You can generate that array like this (in JavaScript):

function generateEmptyBoard() {
    var row = [];
    for(var i = 0; i < 120; i++) {
        row.push((i < 20 || i > 100 || !(i % 10) || i % 10 == 9) 
            ? -1 
            : i2an(i));
    }
    return row;
}

// converts an index in the mailbox into its corresponding value in algebraic notation
function i2an(i) {
    return "abcdefgh"[(i % 10) - 1] + (10 - Math.floor(i / 10));
}

Of course, in a real implementation you'd put actual piece objects where the board labels are. But you'd keep the negative ones (or something equivalent). Those locations make move generation a lot less painful because you can easily tell when you've run off the board by checking for that special value.

Let's first look at generating the legal moves for the knight (a non-sliding piece):

function knightMoves(square, board) {
    var i = an2i(square);
    var moves = [];
    [8, 12, 19, 21].forEach(function(offset) {
        [i + offset, i - offset].forEach(function(pos) {
            // make sure we're on the board
            if (board[pos] != -1) {
                // in a real implementation you'd also check whether 
                // the squares you encounter are occupied
                moves.push(board[pos]);
            }
        });
    });
    return moves;
}

// converts a position in algebraic notation into its location in the mailbox
function an2i(square) {
    return "abcdefgh".indexOf(square[0]) + 1 + (10 - square[1]) * 10;
}

We know that the valid Knight moves are a fixed distance from the piece's starting point, so we only needed to check that those locations are valid (i.e. not sentinel squares).
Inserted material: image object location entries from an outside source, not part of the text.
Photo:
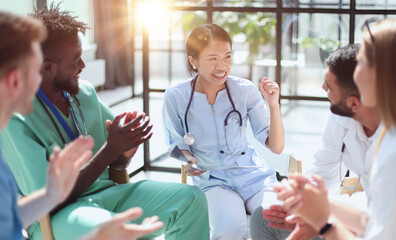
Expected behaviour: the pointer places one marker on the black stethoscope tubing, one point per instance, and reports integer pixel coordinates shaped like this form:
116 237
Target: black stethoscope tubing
72 113
229 97
225 119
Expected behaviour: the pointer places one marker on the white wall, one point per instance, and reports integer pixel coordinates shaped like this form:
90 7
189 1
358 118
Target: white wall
20 7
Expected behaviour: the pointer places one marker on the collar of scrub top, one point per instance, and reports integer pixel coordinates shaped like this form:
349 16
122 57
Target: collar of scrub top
44 101
188 138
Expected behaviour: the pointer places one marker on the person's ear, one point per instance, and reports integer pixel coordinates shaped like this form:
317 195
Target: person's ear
49 68
12 84
353 103
192 62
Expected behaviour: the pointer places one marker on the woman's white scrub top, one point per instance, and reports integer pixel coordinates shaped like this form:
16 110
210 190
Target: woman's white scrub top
206 124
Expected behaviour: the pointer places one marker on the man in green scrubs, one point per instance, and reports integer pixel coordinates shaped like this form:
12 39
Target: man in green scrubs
56 119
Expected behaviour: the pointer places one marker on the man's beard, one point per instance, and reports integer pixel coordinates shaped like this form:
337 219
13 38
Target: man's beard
67 86
341 109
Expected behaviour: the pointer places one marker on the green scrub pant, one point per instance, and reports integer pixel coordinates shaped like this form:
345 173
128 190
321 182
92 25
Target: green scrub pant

The sliding pieces aren't much harder. Let's look at the bishop:

function bishopMoves(square, board) {
    var oSlide = function(direction) {
        return slide(square, direction, board);
    }
    return [].concat(oSlide(11), oSlide(-11), oSlide(9), oSlide(-9)); 
}

function slide(square, direction, board) {
    var moves = [];
    for(var pos = direction + an2i(square); board[pos] != -1; pos += direction) {
        // in a real implementation you'd also check whether 
        // the squares you encounter are occupied
        moves.push(board[pos]);
    }
    return moves;
}

Here are some examples:

knightMoves("h1", generateEmptyBoard()) => ["f2", "g3"]
bishopMoves("a4", generateEmptyBoard()) => ["b3", "c2", "d1", "b5", "c6", "d7", "e8"]
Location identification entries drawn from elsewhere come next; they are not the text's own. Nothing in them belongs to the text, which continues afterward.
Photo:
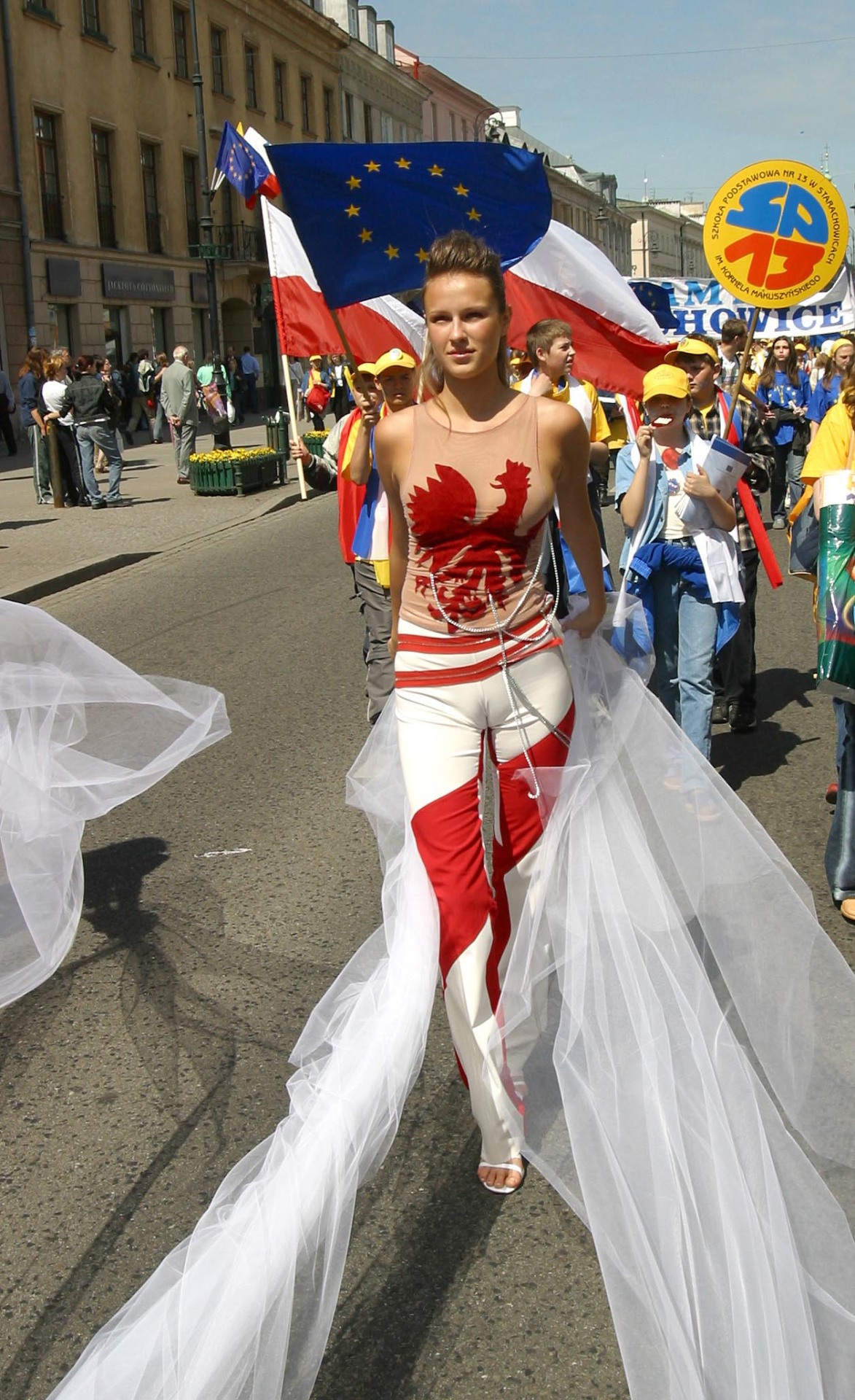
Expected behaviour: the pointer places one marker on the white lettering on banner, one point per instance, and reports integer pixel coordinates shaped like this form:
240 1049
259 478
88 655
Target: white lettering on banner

Note that the slide function is a general implementation. You should be able to model the legal moves of the other sliding pieces fairly easily.

Answer 6

Initially, use an 8 * 8 integer array to represent the chess board.

You can start programing using this notation. Give point values for the pieces. For example:

**White**
9 = white queen
5 = white rook
3 = bishop
3 = knight
1 = pawn

**black**
-9 = white queen
-5 = white rook
-3 = bishop
-3 = knight
-1 = pawn

White King: very large positive number
Black King: very large negative number

etc. (Note that the points given above are approximations of trading power of each chess piece)
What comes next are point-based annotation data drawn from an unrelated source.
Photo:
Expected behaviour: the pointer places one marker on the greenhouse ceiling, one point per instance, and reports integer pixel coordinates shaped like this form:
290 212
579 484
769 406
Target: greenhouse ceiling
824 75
After you develop the basic backbones of your application and clearly understand the working of the algorithms used, try to improve the performance by using bit boards.

In bit boards, you use eight 8 -bit words to represent the boards. This representation needs a board for each chess piece. In one bit board you will be storing the position of the rook while in another you will be storing the position of the knight... etc

Bit boards can improve the performance of your application very much because manipulating the pieces with bit boards are very easy and fast.

As you pointed out,

Most chessprograms today, especially those that run on a 64 bit CPU, use a bitmapped approach to represent a chessboard and generate moves. x88 is an alternate board model for machines without 64 bit CPUs.